Weil jedoch die Map so originalgetreu ist, gibt es keine künstlichen „Anpassungen“, um jeder Seite die gleichen Chancen zu ermöglichen. Wurde also im Zweiten Weltkrieg hier eine Brücke gestürmt, so müssen wir das ebenfalls in Post Scriptum tun. So gibt es immer wieder Ereignisse, die zum Beispiel abrupt den Vormarsch hindern. Ebenfalls hat das Spiel noch mit einigen kleinen Problemen zu kämpfen. So stimmt die Fahrzeug-Physik etwa noch nicht, sodass hinterhergezogene Artillerie herumzufliegen beginnt und die fahrbaren Untersätze nur noch schwammig reagieren.
Post Scriptum – ein Fazit
Wer sich auf PS einlässt und sich die Zeit nimmt, das Spiel kennenzulernen, wird mit einem intensiven sowie taktischen Mehrspieler-Titel belohnt. Gefechte in originalgetreuer Umgebung, die jeden brauchen, der auf der eigenen Seite kämpft. Ungeachtet der kleineren Probleme, die es aktuell noch gibt und an denen die Entwickler arbeiten, haben diese mit Post Scriptum einen Indie-Titel geschaffen, der in dem Bereich sicher eine Referenz ist.
Realistisch und gerade deshalb auch einfach absolut fesselnd.
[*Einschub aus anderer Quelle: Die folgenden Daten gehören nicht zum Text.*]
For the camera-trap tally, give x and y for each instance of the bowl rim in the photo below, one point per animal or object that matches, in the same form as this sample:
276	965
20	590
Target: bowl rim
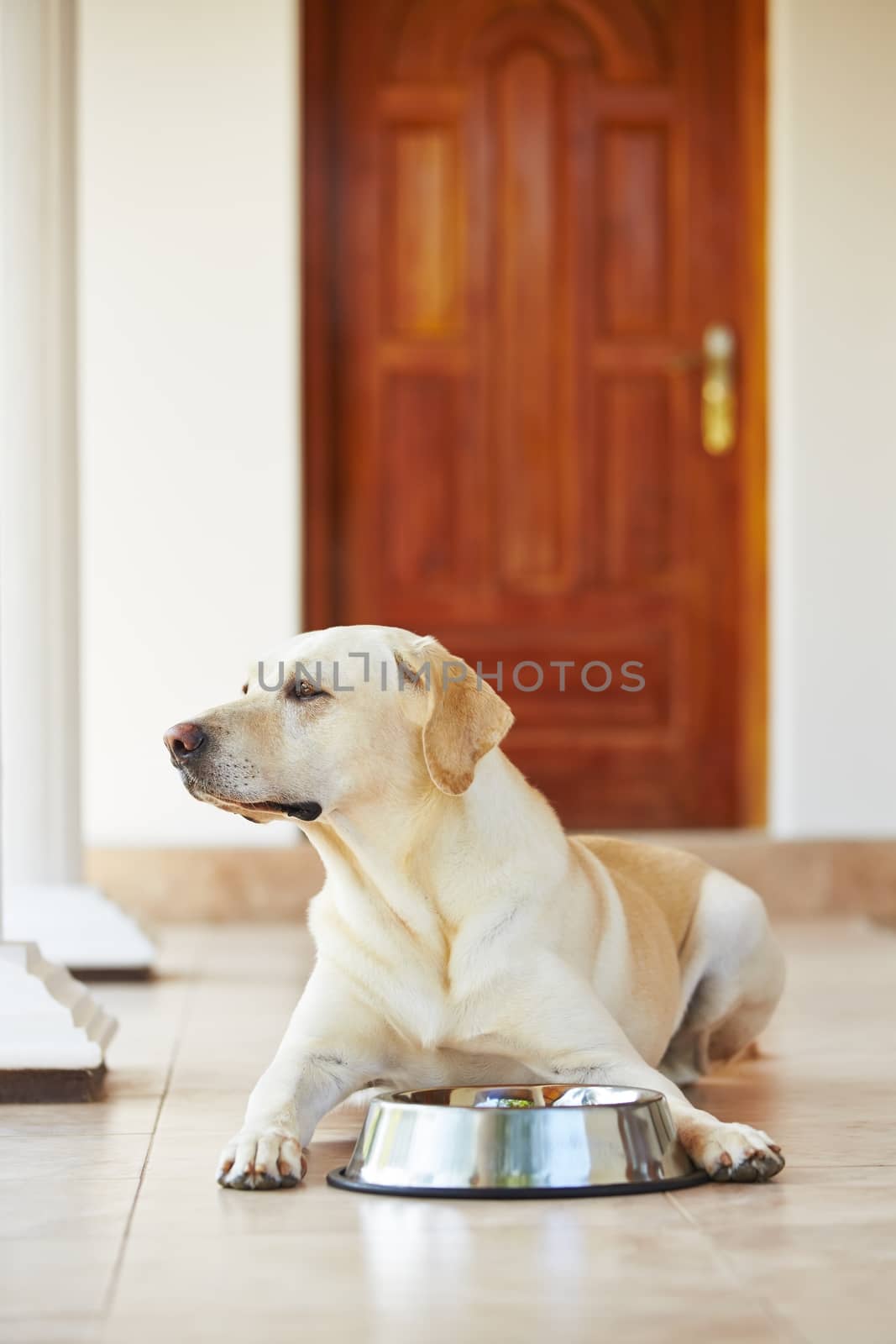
645	1097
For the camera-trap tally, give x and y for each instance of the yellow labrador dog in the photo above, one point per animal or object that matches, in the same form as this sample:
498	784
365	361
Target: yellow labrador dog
461	936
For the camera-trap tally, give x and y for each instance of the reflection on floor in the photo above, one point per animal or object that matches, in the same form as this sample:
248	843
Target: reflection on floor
112	1227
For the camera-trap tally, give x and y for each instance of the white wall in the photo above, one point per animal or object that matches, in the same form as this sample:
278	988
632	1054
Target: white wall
188	394
833	429
190	403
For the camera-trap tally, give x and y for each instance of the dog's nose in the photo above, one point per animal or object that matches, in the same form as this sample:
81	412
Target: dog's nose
184	739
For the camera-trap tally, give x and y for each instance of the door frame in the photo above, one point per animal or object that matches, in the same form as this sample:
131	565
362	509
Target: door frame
320	320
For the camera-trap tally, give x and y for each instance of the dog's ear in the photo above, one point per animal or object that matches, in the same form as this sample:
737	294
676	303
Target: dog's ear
465	718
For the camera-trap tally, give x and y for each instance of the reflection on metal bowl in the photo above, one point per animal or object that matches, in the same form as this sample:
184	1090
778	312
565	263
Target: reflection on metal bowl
517	1142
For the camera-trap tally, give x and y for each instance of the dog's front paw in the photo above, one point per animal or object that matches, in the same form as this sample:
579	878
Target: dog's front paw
264	1159
732	1152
Da jeder auf dem Schlachtfeld gebraucht wird, gibt es zwar die ungeliebten logistischen Aufgaben oder den Bautrupp, diese sind jedoch von eminenter taktischer Wichtigkeit. So gestaltet sich ein Miteinander, das eine Gemeinschaft in der Schlacht formen kann, die ein einzigartiges Spielerlebnis ermöglicht.
Das einzig wirkliche nervige aktuell ist die unzerstörbare Umgebung, die immer dann zum Problem wird, wenn wir mit Fahrzeugen unterwegs sind. Mit einem Tiger an einem Holzzaun hängen zu bleibe oder zwischen Bäumen zu stecken, ist weder realistisch noch macht das Spaß. Dafür glänzt PS in zahlreichen anderen Bereichen. Die Perspektiven in Fahrzeugen, der Stärkungstrunk für zwischendurch oder die Nutzung des Kompasses machen das Spiel zu einem unheimlich detailgetreuen, aber auch schweren Titel. Denn der Tod wartet überall und wir sind „nur“ ein Soldat, kein Held. Das Team steht über allem. Anders als die Tripel-A-Titel ist Post Scriptum frei von geskripteten Szenen oder Ereignissen. Alle, die mit uns in die Schlacht ziehen, sind Spieler, die nur eines wollen: Überleben und siegen. Das macht die Atmosphäre in PS so unheimlich dicht, das es manchmal schwerfällt, sich nicht mitten im Gefecht zurückzulehnen und einfach zu genießen. Im großen und ganzen, wenn du auf so richtige Simulationen stehst, wäre das Game Squad vielleicht auch was für dich!